G-Tak ale silna jest.
Powiedziałem uśmiechnięty

R-Tak jak my.

G-No.
Pocałowałem ją w usta po czym zacząłem swój monolog.

G-Kochanie czy chciałabyś pójść ze mną jutro na randkę nad morze.

R-Oczywiście, że tak.
Powiedziała zadowolona całując mój policzek.

G-Hmm przyjemnie.
Wymruczałem.

R-Zmieniając temat Dick dziś się zastanawiał czy nie wysłać nas do innej szkoły.

G-Do szkoły?! Nie no znowu! Chyba koniecznie chce by kolejne szkoły stanęły w płomieniach.
Na ostatnie słowa się zacząłem śmiać a Rachel razem ze mną.

R-Chyba faktycznie tak chce. A swoją drogą ostatnio niezłą robotę wykonaliśmy.

G-O tak to było zajebiste uczucie patrzeć na płonąco szkołę.
W pewnym momencie Rachel zaczęła ziewać.

G-Zmęczona?
Spytałem spoglądając na jej słodko śpiąco twarz. 

R-Jestem wręcz padnięta to był długi i ciężki dzień tym bardziej, że jest już późno.

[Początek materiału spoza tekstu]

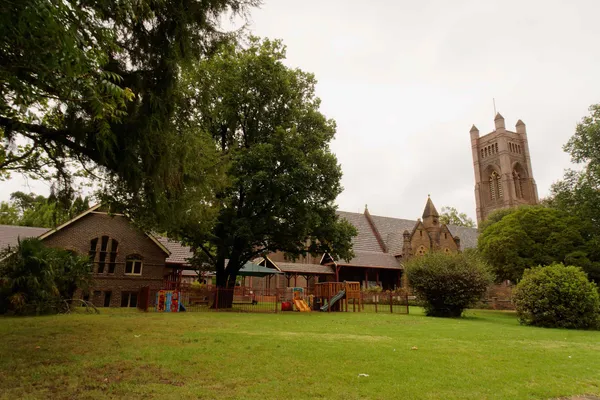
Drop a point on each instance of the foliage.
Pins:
(557, 296)
(448, 283)
(35, 278)
(494, 217)
(451, 216)
(530, 236)
(96, 86)
(584, 145)
(282, 179)
(578, 193)
(35, 210)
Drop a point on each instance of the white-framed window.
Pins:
(133, 265)
(128, 299)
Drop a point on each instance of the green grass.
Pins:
(486, 355)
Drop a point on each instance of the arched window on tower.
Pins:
(518, 185)
(519, 179)
(495, 186)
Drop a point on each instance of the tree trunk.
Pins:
(225, 284)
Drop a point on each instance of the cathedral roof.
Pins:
(391, 230)
(430, 210)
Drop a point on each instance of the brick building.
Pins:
(502, 165)
(380, 247)
(125, 258)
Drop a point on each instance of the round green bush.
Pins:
(557, 297)
(448, 283)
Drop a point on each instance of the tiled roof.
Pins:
(373, 259)
(391, 230)
(468, 236)
(304, 268)
(179, 253)
(365, 240)
(10, 234)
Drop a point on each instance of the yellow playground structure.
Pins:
(333, 296)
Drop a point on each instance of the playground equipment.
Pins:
(333, 296)
(296, 296)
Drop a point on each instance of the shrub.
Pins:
(448, 283)
(36, 279)
(557, 296)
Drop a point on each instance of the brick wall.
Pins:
(77, 237)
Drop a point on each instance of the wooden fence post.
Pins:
(217, 299)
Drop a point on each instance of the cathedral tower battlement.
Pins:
(502, 165)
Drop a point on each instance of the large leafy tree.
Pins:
(87, 84)
(451, 216)
(529, 236)
(282, 178)
(36, 279)
(578, 193)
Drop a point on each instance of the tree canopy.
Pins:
(578, 193)
(35, 278)
(29, 209)
(97, 84)
(282, 178)
(530, 236)
(451, 216)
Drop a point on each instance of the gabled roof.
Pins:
(304, 269)
(430, 210)
(69, 222)
(180, 254)
(365, 240)
(10, 234)
(89, 211)
(391, 230)
(372, 259)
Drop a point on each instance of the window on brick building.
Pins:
(495, 186)
(133, 265)
(102, 256)
(112, 263)
(128, 299)
(107, 296)
(93, 247)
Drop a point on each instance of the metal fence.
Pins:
(245, 299)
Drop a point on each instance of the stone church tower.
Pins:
(503, 174)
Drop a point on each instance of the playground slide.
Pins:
(301, 305)
(334, 299)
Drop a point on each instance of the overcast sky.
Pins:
(406, 80)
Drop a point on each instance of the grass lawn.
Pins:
(486, 355)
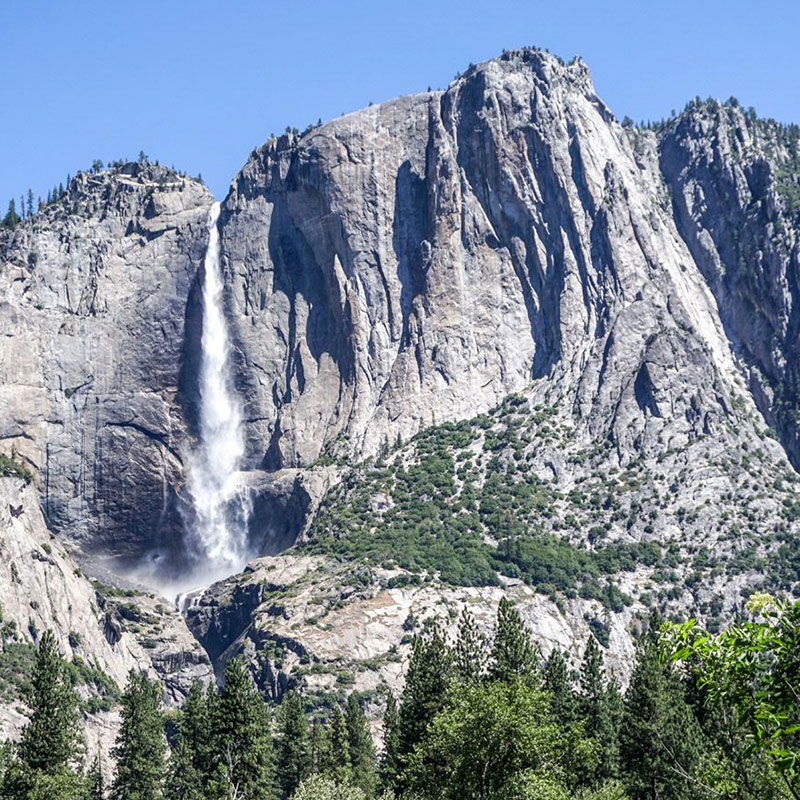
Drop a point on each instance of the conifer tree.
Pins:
(469, 656)
(51, 741)
(195, 728)
(513, 653)
(659, 736)
(361, 747)
(600, 710)
(183, 781)
(293, 756)
(242, 740)
(555, 677)
(97, 784)
(338, 765)
(11, 218)
(390, 757)
(319, 747)
(50, 751)
(140, 747)
(427, 680)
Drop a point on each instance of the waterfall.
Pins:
(216, 526)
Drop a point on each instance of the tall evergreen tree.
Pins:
(293, 756)
(469, 656)
(338, 765)
(11, 218)
(51, 741)
(659, 737)
(513, 653)
(50, 751)
(600, 710)
(195, 728)
(319, 747)
(555, 677)
(390, 757)
(97, 784)
(140, 747)
(427, 680)
(360, 747)
(184, 781)
(242, 739)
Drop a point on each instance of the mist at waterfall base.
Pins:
(216, 507)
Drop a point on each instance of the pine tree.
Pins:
(51, 741)
(469, 657)
(11, 218)
(360, 747)
(293, 756)
(427, 680)
(600, 710)
(513, 654)
(97, 785)
(390, 757)
(195, 727)
(555, 677)
(242, 740)
(659, 737)
(140, 746)
(319, 747)
(338, 765)
(183, 781)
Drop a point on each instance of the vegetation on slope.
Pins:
(477, 503)
(703, 717)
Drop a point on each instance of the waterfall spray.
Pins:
(217, 524)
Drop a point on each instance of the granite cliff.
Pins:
(487, 339)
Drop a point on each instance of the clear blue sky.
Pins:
(198, 84)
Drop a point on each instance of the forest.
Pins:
(705, 715)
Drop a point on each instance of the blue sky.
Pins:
(199, 84)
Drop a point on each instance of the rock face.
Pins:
(419, 260)
(456, 255)
(93, 296)
(733, 182)
(42, 588)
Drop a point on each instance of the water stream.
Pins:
(216, 525)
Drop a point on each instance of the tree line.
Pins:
(704, 716)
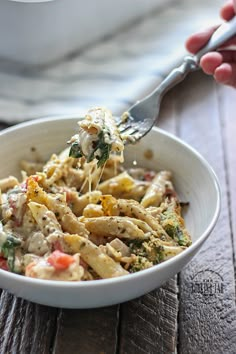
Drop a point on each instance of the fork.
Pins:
(140, 117)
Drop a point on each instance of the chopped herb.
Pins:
(75, 150)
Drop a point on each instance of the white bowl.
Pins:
(195, 182)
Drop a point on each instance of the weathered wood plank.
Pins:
(87, 331)
(149, 324)
(25, 327)
(207, 322)
(227, 99)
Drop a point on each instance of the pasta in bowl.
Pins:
(99, 247)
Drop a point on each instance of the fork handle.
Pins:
(191, 62)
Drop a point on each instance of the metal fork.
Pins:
(140, 118)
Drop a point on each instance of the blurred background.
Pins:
(64, 56)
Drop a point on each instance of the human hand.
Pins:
(221, 64)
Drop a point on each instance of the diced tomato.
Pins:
(83, 263)
(57, 245)
(60, 260)
(3, 263)
(148, 176)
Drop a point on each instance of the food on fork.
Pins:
(97, 137)
(75, 221)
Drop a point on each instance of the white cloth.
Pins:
(114, 72)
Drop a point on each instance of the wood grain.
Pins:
(227, 106)
(25, 328)
(87, 331)
(207, 324)
(149, 324)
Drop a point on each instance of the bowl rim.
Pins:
(149, 271)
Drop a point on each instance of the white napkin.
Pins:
(114, 73)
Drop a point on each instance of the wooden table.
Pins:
(194, 312)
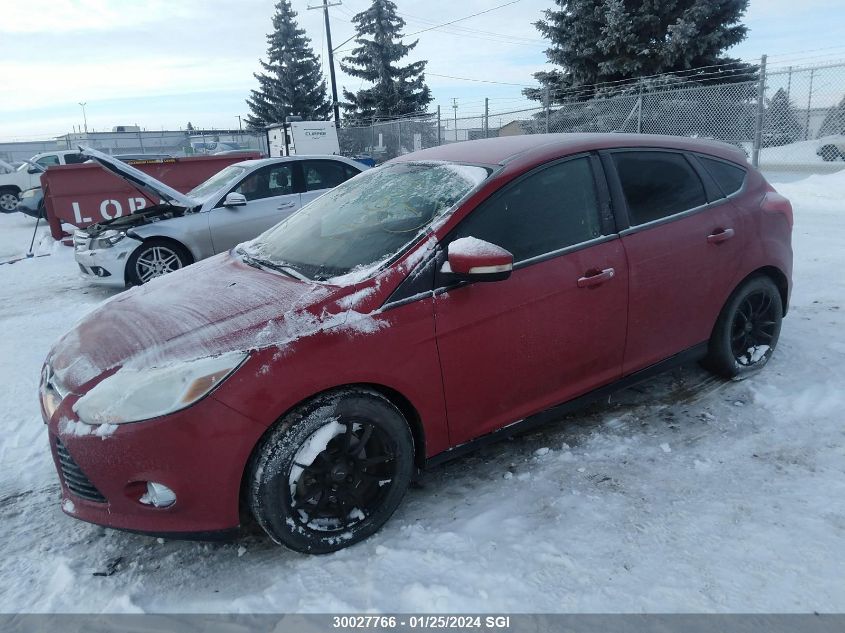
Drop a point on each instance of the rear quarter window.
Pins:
(729, 177)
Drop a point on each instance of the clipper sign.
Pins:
(86, 193)
(303, 138)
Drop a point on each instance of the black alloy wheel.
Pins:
(748, 329)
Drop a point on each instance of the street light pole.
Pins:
(84, 117)
(335, 105)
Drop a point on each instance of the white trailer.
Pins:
(302, 137)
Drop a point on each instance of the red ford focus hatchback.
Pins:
(447, 297)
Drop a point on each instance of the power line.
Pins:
(467, 17)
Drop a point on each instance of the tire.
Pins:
(829, 152)
(747, 330)
(154, 258)
(8, 200)
(319, 501)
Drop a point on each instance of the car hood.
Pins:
(215, 306)
(149, 185)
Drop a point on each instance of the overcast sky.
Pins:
(162, 63)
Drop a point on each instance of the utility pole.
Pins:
(809, 105)
(486, 117)
(84, 117)
(335, 105)
(761, 113)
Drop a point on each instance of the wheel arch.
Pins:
(145, 239)
(167, 238)
(406, 408)
(777, 276)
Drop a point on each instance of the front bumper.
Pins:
(200, 453)
(106, 266)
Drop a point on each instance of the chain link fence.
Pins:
(798, 123)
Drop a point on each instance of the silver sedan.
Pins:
(234, 205)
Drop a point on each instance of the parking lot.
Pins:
(685, 493)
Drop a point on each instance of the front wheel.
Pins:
(332, 472)
(747, 330)
(155, 258)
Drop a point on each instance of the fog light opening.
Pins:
(158, 495)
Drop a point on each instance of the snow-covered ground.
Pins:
(683, 494)
(800, 156)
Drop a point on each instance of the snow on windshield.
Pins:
(367, 220)
(218, 181)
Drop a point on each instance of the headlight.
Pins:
(131, 395)
(107, 239)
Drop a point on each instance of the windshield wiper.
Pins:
(288, 270)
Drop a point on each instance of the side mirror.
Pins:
(471, 259)
(235, 200)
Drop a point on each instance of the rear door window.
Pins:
(547, 211)
(728, 177)
(267, 182)
(73, 159)
(657, 185)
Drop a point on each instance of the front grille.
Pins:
(74, 478)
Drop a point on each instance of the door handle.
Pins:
(720, 236)
(589, 281)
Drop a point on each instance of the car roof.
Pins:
(261, 162)
(542, 147)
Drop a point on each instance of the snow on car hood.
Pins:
(212, 307)
(137, 178)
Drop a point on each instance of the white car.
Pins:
(234, 205)
(28, 177)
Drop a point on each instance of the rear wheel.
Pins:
(155, 258)
(8, 200)
(747, 330)
(332, 472)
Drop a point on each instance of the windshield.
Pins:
(218, 181)
(365, 220)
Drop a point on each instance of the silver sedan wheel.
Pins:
(8, 201)
(155, 262)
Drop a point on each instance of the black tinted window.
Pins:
(728, 177)
(324, 174)
(549, 210)
(267, 182)
(657, 185)
(47, 161)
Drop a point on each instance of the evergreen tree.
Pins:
(782, 126)
(601, 41)
(396, 90)
(834, 121)
(292, 83)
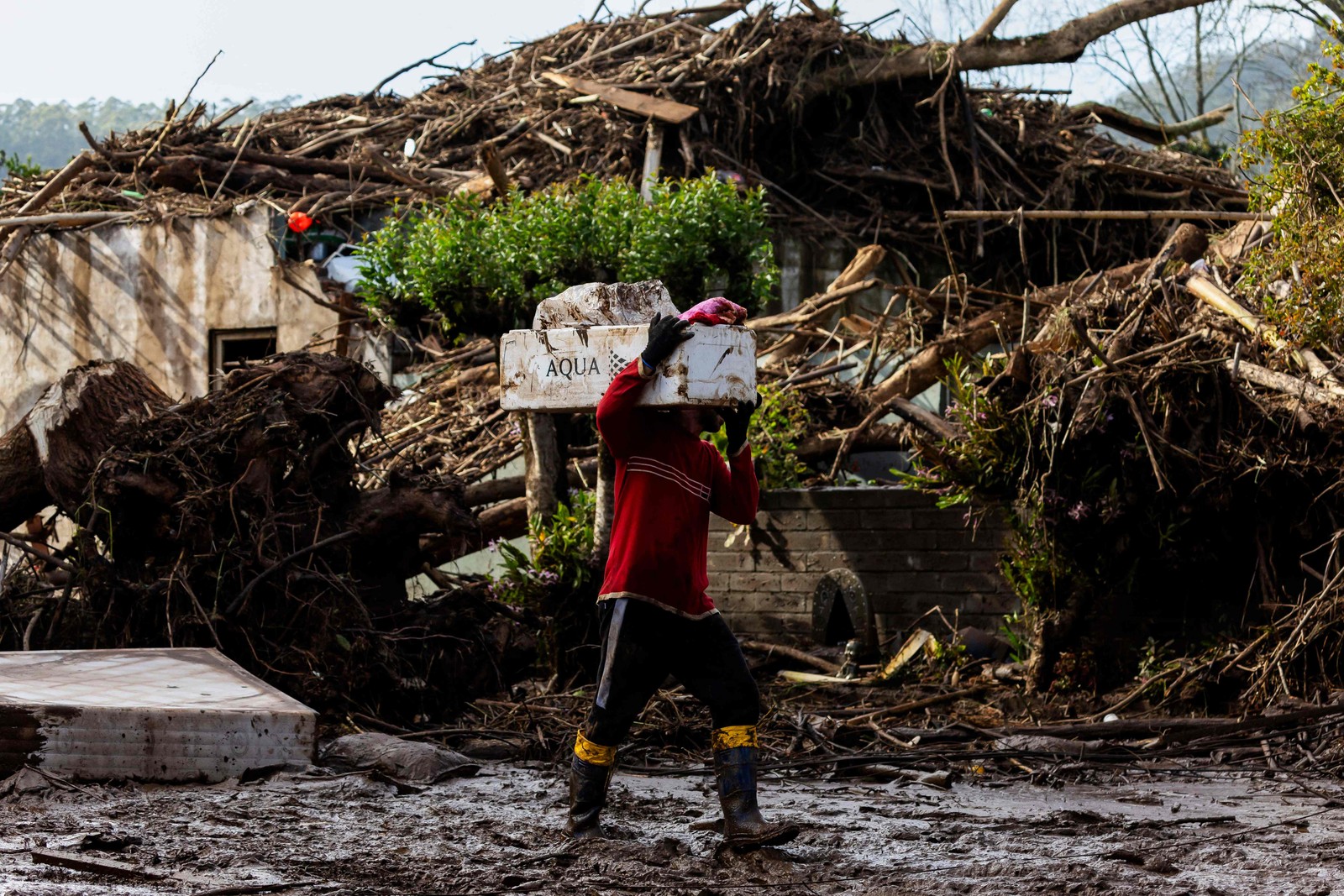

G-W sumie to już mamy kolejny dzień więc wczoraj był ciężki.
Powiedziałem śmiejąc się.

R-Tak, tak wczoraj.
Wywróciła oczami po czym poszła spać.

P.o.v Kory

K-Młodzi dawali do wiwatu co nie?
Zaśmiałam się głośną.

D-Nic nie mów dobre dwie godziny hałasowali! Spać nam nie dali!

K-Mamy jeszcze czas na spanie a możemy Jutro treningów nie robić? Ostatnio i tak mieliśmy trudne dni.

D-No dobra. Od razu mówię rozumiem długo się nie widzieli ale żeby uprawiać seks dwie godziny?!
Zaczęłam się z niego śmiać.

K- My potrafimy pół dnia to robić gdy wreście ich nie ma na dzień naprzykład.
Na moje słowa i Dick się zaśmiał.

D-Chce ich znowu wysłać do szkoły.

K-Nie rób im tego wiesz jak to się ostatnio skończyło.

D-Tak ale tym razem jakby coś takiego znów zrobili to chyba nigdy by nie wyszli z domu. To była wyjątkowa sytuacja. Wybaczyłem im, ponieważ bałem się o Karolinę.

K-Przesadzasz trochę, za dużo od nich żądasz. Naukę i tak mają w domu.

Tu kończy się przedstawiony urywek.